How on earth??? To date no one had explained to me why so many of my contemporaries also suffered the same misfortune of having a name which involved some sialoquence during introductions, and a lot of time, effort, patience and repetition.

A little side note here. The ‘bh’ sound does not exist in the English language and in a few others as well. Maybe in some Bantu language somewhere, but researching this does not appeal to me. I am tortured enough with having the ‘bh’ coupled with an ‘r’ and then having to live in a country where they cannot pronounce, nor remember my name.

The name-mutilation has ceased making me wince, only because I have changed my name to 'Bati'. Took out the offending ‘bh’ and the cursed ‘r’ and what remained was a pronounceable, yet unique name - or maybe not, as I did find a shop with this pseudonym in Florence. To my embarrassment, I found out that it also is the Caribbean term for 'ass' or 'bum'.
Less embarrassing is that some knuckleheads pronounce it is as Batty - followed by a juvenile giggle. Note to the Harshits out there: I would not laugh, if I were you. Crazy, as opposed to animal excrement. Take your pick.
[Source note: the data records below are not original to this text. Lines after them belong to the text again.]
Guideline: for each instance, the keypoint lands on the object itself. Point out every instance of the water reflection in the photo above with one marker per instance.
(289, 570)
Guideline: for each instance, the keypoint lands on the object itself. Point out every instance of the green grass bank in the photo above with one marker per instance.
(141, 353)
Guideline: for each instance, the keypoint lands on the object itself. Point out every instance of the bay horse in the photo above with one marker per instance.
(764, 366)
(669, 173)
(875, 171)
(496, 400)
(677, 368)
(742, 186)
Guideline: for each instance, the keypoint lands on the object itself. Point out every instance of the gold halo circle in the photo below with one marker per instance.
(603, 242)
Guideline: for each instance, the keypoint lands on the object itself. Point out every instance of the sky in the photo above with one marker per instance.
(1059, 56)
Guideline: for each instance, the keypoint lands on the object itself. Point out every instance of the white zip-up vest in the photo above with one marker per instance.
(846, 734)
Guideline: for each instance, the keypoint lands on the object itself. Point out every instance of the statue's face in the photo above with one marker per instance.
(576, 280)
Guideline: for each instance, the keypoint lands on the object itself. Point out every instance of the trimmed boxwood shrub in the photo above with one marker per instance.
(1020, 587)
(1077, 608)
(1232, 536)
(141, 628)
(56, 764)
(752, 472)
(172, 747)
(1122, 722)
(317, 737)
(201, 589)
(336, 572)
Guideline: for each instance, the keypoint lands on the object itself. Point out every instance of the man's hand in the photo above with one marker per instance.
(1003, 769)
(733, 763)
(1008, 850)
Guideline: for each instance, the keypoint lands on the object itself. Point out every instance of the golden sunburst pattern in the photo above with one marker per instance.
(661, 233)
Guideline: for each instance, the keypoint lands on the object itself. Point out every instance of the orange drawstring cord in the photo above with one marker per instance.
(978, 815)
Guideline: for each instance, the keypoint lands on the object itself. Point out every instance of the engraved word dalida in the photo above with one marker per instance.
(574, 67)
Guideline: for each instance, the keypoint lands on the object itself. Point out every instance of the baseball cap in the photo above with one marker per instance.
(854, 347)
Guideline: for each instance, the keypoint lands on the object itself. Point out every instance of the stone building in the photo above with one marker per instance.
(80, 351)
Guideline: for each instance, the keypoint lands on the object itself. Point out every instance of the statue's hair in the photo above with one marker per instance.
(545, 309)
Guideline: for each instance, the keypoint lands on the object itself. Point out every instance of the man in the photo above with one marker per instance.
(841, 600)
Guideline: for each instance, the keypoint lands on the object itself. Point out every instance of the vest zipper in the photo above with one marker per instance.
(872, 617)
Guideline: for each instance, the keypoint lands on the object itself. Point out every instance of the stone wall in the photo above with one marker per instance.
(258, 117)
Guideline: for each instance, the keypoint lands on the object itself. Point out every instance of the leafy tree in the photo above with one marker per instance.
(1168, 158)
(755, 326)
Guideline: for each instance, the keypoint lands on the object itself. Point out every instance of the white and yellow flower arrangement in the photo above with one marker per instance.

To get back to the Name thing. It was a pretty interesting story, however.

India got its Independence in 1947. The next few years saw a lot of rejoicing in the new country, and apparently a lot of the rejoicing went on in the bedroom. The next generation had a slew of patriotic names, Bharat and Bharti being foremost amongst them. Bharat, apart being a celebrated hero and monarch of India, was also the Sanskrit name of the country (albeit with a different pronunciation). When the girl was born, they probably said let's just stick an ‘i’ at the end, and be done with it.

It’s a girl after all, who cares.

1 comment:

  1. Your name is synonymous with so much more, oh where to begin: a laugh, a smile, a hand to the forehead & a simultaneous head shake. Aaaaah Bharti.